Les eaux glaciales et impétueuses du torrent se dessinèrent enfin derrière les rafales de flocons. Sharko allait crever d’essoufflement. Ses yeux voyaient trouble. Certains troncs se dédoublaient, les creux et les bosses oscillaient, grossissaient, rapetissaient. Il braquait son arme partout, au moindre craquement. Du bras, il chassa la neige collée à sa joue et à son front. Son bonnet était resté accroché à une branche, quelque part, et ses cheveux étaient trempés. Ses pas pesaient des tonnes, ses pieds lui faisaient mal. Où était sa cible ?
Sharko plissa les yeux. Le sillon d’empreintes fonçait droit vers la rive surélevée de la rivière. Était-il possible que l’homme ait sauté là-dedans et qu’il ait traversé ? Les eaux étaient grises, bouillonnantes et semblaient profondes. Droit devant, de gros rochers en déchiraient la surface, provoquant des remous puissants qui dévoraient les flocons. Le courant était fort, bien trop fort pour espérer traverser sans se faire emporter.
Et pourtant, le sillon…
Le flic s’approcha encore, interloqué, les yeux rivés sur l’autre berge. Au moment où son pied se plantait au bord de la rive, une ombre, jaillie du dessous, se détendit et le tira violemment par le col de son caban. Sharko eut le temps de se dire Merde ! avant que son flingue lui échappe des mains, que son corps bascule dans le vide et tombe dans les flots enragés du torrent.
La seconde d’après, l’homme se releva du renfoncement dans lequel il s’était caché puis regarda le flic se faire emporter par les rapides, ses mains cherchant à agripper l’air, dans une eau qui ne devait pas dépasser les 5 °C.
Le visage de Sharko disparut sous la surface et ne réapparut plus.
Ensuite seulement, l’homme se mit à courir vers la forêt.
Lucie essaya de nouveau son portable.
— C’est pas vrai ! Temps de merde ! Région de merde !
Inquiète, elle scruta les alentours. Où était Franck ? Pourquoi n’était-il toujours pas revenu ? Elle leva les yeux et aperçut un câble téléphonique. Elle retourna à l’intérieur et dénicha le téléphone, dans un coin, à gauche de la cheminée. Elle décrocha. Tonalité. Une bonne vieille ligne fixe. Numéro 17. Un gendarme au bout de la ligne. Tant bien que mal, Lucie expliqua la situation : le cadavre de Philippe Agonla, découvert chez lui, probablement assassiné. La fuite d’un homme dans les bois. Il fallait du renfort, et vite. Elle donna l’adresse, remonta les pans de son manteau et descendit dans l’allée enneigée, l’arme au poing.

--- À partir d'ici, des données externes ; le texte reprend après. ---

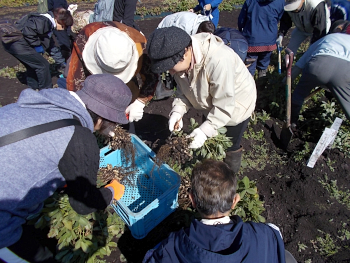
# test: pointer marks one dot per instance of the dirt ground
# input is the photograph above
(295, 200)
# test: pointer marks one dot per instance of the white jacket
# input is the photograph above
(185, 20)
(219, 84)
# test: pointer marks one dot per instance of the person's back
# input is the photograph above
(234, 39)
(258, 22)
(218, 237)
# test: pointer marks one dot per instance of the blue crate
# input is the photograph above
(152, 194)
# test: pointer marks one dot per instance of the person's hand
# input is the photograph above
(72, 8)
(39, 49)
(279, 40)
(174, 118)
(199, 138)
(135, 110)
(207, 7)
(116, 188)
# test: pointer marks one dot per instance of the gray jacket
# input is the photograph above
(29, 168)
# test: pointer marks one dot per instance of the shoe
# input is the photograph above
(233, 159)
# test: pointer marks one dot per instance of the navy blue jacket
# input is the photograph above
(235, 242)
(258, 21)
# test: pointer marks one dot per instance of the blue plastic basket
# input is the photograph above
(152, 194)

Elle imagina un instant le drame — Franck, blessé quelque part dans cette forêt, se traînant dans la poudreuse — puis se ressaisit : il avait déjà traversé bien pire et s’en était sorti chaque fois. Pourquoi faudrait-il que cela cesse aujourd’hui ? Et puis, il était armé.
Pourtant, face aux ténèbres, à cette grande forêt muette, l’angoisse monta, d’un coup, et une autre intuition — vraiment mauvaise, cette fois — l’étrangla. Elle se dirigea vers l’extrémité de l’allée, le visage tout rouge et les larmes au bord des yeux. Le prénom de l’homme qu’elle aimait s’échappa de sa bouche dans un cri douloureux.
— Franck !
Seul le silence.
Elle rebroussa chemin, plongea des poignées de neige à l’intérieur de sa chaussette droite, histoire d’atténuer la douleur de ses tendons, et disparut à son tour dans les bois, sans cesser de crier.
Elle savait, cette fois, qu’il était arrivé quelque chose de grave.
Parce que, de la Mégane bleue de l’assassin d’Agonla, ne restaient plus que les traces de pneus.